# First attempt on octagon handle



## toek (Jun 19, 2011)

Found an old skinner blade i bought some 15 years ago, it was quite beaten up and in bad shape, a nice piece to try a octagon handle. Its birch and pocenholts. I realize its not a kitchen knife per say but its practice for later attempts on kitchen knife making :wink:


----------



## mhenry (Jun 19, 2011)

Thats one helluva nice first attempt, very good work


----------



## DwarvenChef (Jun 19, 2011)

I like that kind of Oct on the small knives, big hands and small handles tend to raise issues


----------



## Eamon Burke (Jun 19, 2011)

I think it's really neat looking. Not to threatening, would make a good choice for an edc grip, IMO.


----------



## Pensacola Tiger (Jun 19, 2011)

Nice job. I hope my first attempt is half as good.

Rick


----------



## toek (Jun 19, 2011)

johndoughy said:


> would make a good choice for an edc grip, IMO.

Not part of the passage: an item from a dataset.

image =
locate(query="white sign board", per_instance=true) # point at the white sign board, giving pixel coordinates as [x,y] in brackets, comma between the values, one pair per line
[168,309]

Im note sure what edc is, could you please enlighten me :scratchhead:


----------



## Eamon Burke (Jun 19, 2011)

Every Day Carry. Your companion tool of choice, because God didn't give you claws.


----------



## toek (Jun 19, 2011)

Ah thanks, and thanks for the nice feedback.
BTW, my whife has claws and im prety sure it wasnt God who gave her those... :devilburn:


----------